GOP Abortion 'Compromise' Shows Chutzpah

Tuesday, November 08, 2022

Dick Morris explains why he thinks abortion will not have a major impact on the midterm elections. Here's the nut of his argument:

Since the public had long since embraced a nuanced, compromise view on the issue, it was plain that whoever moved to the center first could win.

But, sensing a political chance to make a big score, the Democrats held to their position of demanding abortion with no restrictions. Republicans, however, saw the writing on the wall and congealed around the compromise put forward by Senator Lindsey Graham(R-SC) of allowing abortion in cases of rape, incest, and danger to the life of the mother and for any reason in the first trimester.

Remarkably, the right to life movement acquiesced in this change opening the door for a massive conservative victory.

Armed with the Graham compromise, Republicans hit the airwaves in September and blunted the Democratic attack ads by saying that they opposed a federal mandate and that they would support the Lindsey Graham compromise.

This argument totally disarmed the Democratic left since it relieved women of the worry that their own right to an abortion, in their home state, would be curbed. [bold added]
The above reminds me of two things.

First, how many times have you heard Republicans gloating that "all the Democrats had to do was sound sane" following some electoral loss? The Republicans apparently remembered their own advice concerning abortion.

(I think abortion should be legal until birth, but absent a well-reasoned and well-articulated case that voters are familiar with, I acknowledge that my position will sound nuts to many of them. Conversely, the abortion should be illegal, no exceptions position is so inhuman that even those who hold it know that they will lose an open fight. In today's political context, neither side would win an election.)

Second, and more important, this reminds me of Ayn Rand's argument that compromise on basic principles only benefits the evil:
Muddy premises are as bad for the mind as muddy water is for the body. (Image by Chandler Cruttenden, via Unsplash, license.)
The three rules listed below are by no means exhaustive; they are merely the first leads to the understanding of a vast subject.
  1. In any conflict between two men (or two groups) who hold the same basic principles, it is the more consistent one who wins.
  2. In any collaboration between two men (or two groups) who hold different basic principles, it is the more evil or irrational one who wins.
  3. When opposite basic principles are clearly and openly defined, it works to the advantage of the rational side; when they are not clearly defined, but are hidden or evaded, it works to the advantage of the irrational side.
We see this working twice in Graham's compromise...

First, as I have indicated elsewhere, the Democrats' support of abortion is compromised in part by its package-dealing it with paying for it (i.e., the welfare state). The case for abortion as a right is also damaged by widespread ignorance of what rights are across the political spectrum.

Democrats who (rightly) want a woman to be free of the lifelong obligation of an unchosen child shoot themselves in the foot by (wrongly) being fine with forcing uninvolved third parties to accept an unchosen obligation to pay for the procedure. This is inconsistent and further muddies the concept rights in the minds of a public that needs to accept it in order to see why abortion should be legal.

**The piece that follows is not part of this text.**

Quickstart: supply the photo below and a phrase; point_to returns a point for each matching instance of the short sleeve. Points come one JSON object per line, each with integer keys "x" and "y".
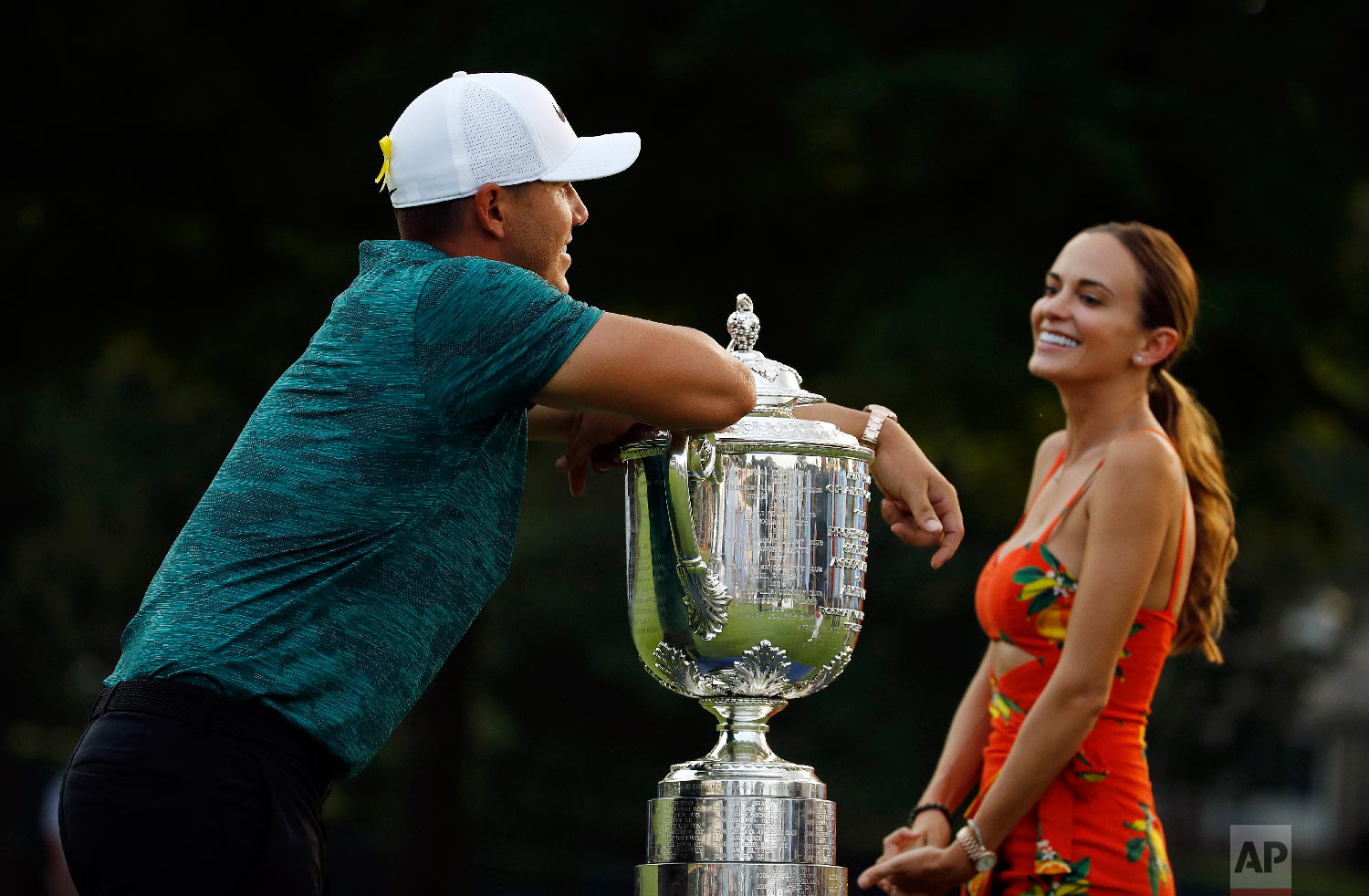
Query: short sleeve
{"x": 489, "y": 336}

Second -- and for Graham, the big payoff -- that compromised stand and widespread confusion have given cover for conservatives (of all people!) to lay out the following Big Lie:

The GOP has basically staked out the pre-Dobbs status quo that it just upended as its own 'reasonable' position!

I do not find it "remarkable" at all that the "pro-life" anti-abortionists who have been waging guerrilla war against abortion for decades would accept this camouflage: I can almost hear them shriek with joy: Put those harlots back to sleep so we can continue the Lord's work undisturbed!

The public's thinking is muddled, and absent a serious, intense, and likely prolonged campaign of "moral suasion" in favor of abortion, it will continue to be seduced by the idea that there is no need to decide the issue on a federal level one way or the other ... while the anti-abortionists continue to work for the day they wield enough power to outlaw it completely.

Until enough people wake up and start fighting for reproductive freedom from the moral high ground (i.e., from correct, clear, and uncompromised principles), theocrats will continue to pretend to be open to "compromise" while working towards the day that it will be Too Late for the vast majority of Americans who are inclined to legalize abortion to do so.